Je commencerai par vous faire remarquer que ce mot de Parisiennes s’entend plutôt des personnes qui passent à Paris une partie de la mauvaise saison que des filles de la grande cité. Les Parisiennes pur sang sont assez rares, et on les trouverait plutôt dans la bourgeoisie que dans la noblesse. On peut donc, on étudiant les femmes de Paris, avoir une juste idée de la variété parfois étrange des types provinciaux. Mais quelle que soit la diversité de caractère que les femmes de l’aristocratie tiennent de leur origine, leur vie, a Paris, se rapproche plus ou moins du même idéal. Or cet idéal correspond assez bien à la vieille locution “vivre noblement” . Vivre noblement signifie vivre sans rien faire. Que dis-je, rien faire? Dans la matinée, on fait des visites. Le soir, on va au bal, au spectacle, ou simplement “dans le monde”. On reçoit un jour par semaine.”
“Des Femmes par une femme”, 1869
Écrivaine de réputation internationale, ayant des études de référence sur la condition féminine, sur l’histoire des pays balkaniques et les coutumes des pays islamiques, Hélène Ghica est aujourd’hui plus connue à l’étranger qu’en Roumanie, sous le pseudonyme littéraire Dora d’Istria.
Elena Ghica a été la nièce de Grigore Ghica IV, le premier prince de laValachie, (1822 – 1829), après un siècle de domination Phanariote.
Le père d’Elena a été un éminent archéologue et l’un des fondateurs de la première collection du musée national de la Roumanie. Sa mère, qui avait la réputation d’être d’une beauté singulière était très admirée par le général comte Kisseleff, le tsar du gouverneur des Principautés roumaines. Elle était une femme érudite, écrivain et traducteur d’œuvres classiques en français.
Enfant prodige, Elena parlait neuf langues étrangères à l’âge de quatorze ans.

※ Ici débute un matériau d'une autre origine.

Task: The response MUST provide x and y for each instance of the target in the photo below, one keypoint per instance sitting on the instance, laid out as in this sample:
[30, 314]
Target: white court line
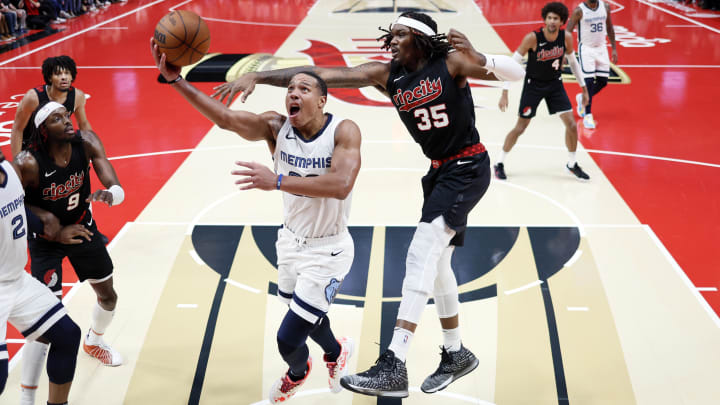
[683, 276]
[573, 259]
[70, 294]
[241, 285]
[257, 145]
[673, 66]
[196, 257]
[679, 16]
[523, 288]
[250, 22]
[32, 51]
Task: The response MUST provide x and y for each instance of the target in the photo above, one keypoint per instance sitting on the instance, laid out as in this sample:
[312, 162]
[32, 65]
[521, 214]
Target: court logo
[331, 289]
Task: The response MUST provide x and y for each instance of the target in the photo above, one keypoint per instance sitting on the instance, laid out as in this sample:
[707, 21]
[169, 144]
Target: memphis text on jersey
[305, 163]
[55, 191]
[426, 91]
[549, 54]
[12, 206]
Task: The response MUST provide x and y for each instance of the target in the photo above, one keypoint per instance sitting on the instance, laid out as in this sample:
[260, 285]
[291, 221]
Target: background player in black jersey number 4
[423, 65]
[57, 161]
[546, 47]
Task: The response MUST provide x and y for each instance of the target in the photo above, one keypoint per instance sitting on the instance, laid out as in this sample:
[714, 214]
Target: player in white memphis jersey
[593, 21]
[317, 159]
[26, 303]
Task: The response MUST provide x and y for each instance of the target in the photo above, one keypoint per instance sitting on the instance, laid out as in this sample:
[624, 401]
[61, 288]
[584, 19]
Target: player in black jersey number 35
[427, 83]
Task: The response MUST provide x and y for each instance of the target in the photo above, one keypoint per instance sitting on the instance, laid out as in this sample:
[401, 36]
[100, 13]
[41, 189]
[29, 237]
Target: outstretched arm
[367, 74]
[468, 62]
[250, 126]
[337, 183]
[27, 105]
[574, 19]
[611, 34]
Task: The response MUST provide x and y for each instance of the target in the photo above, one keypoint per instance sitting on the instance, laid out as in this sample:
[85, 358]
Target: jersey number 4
[438, 115]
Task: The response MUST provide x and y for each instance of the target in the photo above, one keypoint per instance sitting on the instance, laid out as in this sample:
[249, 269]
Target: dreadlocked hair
[57, 64]
[433, 47]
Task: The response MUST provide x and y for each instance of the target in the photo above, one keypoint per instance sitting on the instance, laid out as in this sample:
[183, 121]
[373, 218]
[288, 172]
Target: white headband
[418, 25]
[45, 111]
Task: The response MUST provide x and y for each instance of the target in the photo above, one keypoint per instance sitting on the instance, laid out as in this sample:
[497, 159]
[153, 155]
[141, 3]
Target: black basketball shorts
[453, 189]
[535, 91]
[90, 260]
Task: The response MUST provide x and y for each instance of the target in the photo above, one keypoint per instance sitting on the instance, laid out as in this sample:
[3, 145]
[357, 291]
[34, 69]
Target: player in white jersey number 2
[317, 159]
[29, 305]
[593, 21]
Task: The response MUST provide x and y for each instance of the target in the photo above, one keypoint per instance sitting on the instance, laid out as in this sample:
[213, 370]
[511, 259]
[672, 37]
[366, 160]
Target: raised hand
[255, 176]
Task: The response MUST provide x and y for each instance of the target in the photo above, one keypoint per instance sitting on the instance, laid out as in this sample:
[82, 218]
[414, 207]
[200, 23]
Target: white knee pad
[445, 291]
[421, 266]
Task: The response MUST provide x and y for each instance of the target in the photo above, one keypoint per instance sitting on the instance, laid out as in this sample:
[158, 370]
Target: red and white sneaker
[338, 369]
[285, 388]
[103, 352]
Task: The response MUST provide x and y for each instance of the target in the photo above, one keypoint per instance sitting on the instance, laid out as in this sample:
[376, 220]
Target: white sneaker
[338, 368]
[589, 122]
[284, 388]
[103, 352]
[580, 109]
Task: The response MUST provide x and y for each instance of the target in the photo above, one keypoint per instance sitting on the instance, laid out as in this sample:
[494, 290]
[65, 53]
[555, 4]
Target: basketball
[183, 36]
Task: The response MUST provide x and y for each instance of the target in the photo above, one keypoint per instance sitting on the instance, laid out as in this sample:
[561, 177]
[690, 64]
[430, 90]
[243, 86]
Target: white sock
[34, 354]
[451, 339]
[98, 324]
[571, 159]
[401, 343]
[503, 154]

Elle a épousé à 21 ans le prince russe Alexander Koltov Massalsky et a suit son mari à la Cour de Nicholas I à Saint-Pétersbourg. Elena a vécu plusieurs années en Russie mais elle n’a jamais partagé le point de vue nationaliste russe de son mari, ni le fanatisme orthodoxe orientale à la Cour de l’Empereur despotique Nicholas. L’indépendance d’esprit et l‘admiration de la culture britannique et française ont déterminé à l’époque de la guerre de Crimée son inévitable exil en Suisse, qui marqua le début de sa carrière littéraire sous le pseudonyme de Dora D’Istria.
Sportive avec une très bonne condition physique elle a été la première femme à escalader le mont Monch dans les Alpes Suisses, implantant au sommet le tricolore roumain.
En 1867, Dora d’Istria devient citoyen honoraire de la ville d’Athènes, un titre qui n’avait pas été accordé qu’une seule fois à Lord Byron.
Voyageuse passionnée, Dora d’Istria a parcouru le monde, y compris l’Amérique du Sud et du Nord et, éventuellement, s’est installée en Italie, à Florence, où elle a passé la dernière période de sa vie. Dans ses voyages à Paris, elle habitait à l’Hotel des Principautés Unies (refuge aux acteurs roumains de la révolution de 1848) entre les années 1828 et 1888.
Dora d’Istria a été considérée comme l’une des plus grandes écrivaines du 19e siècle. Elle a publié un certain nombre de travaux qui ont montré non seulement sa maîtrise en roumain, italien, allemand, français, latin, grec ancien et moderne, russe et albanais, mais aussi sa connaissance des sujets scientifiques et ses vues libérales sur des sujets religieux et politiques. Sa position générale est cosmopolite, mais elle a considéré son principal devoir de faire connaitre la civilisation occidentale à l’Est et de contribuer à l’émancipation des femmes.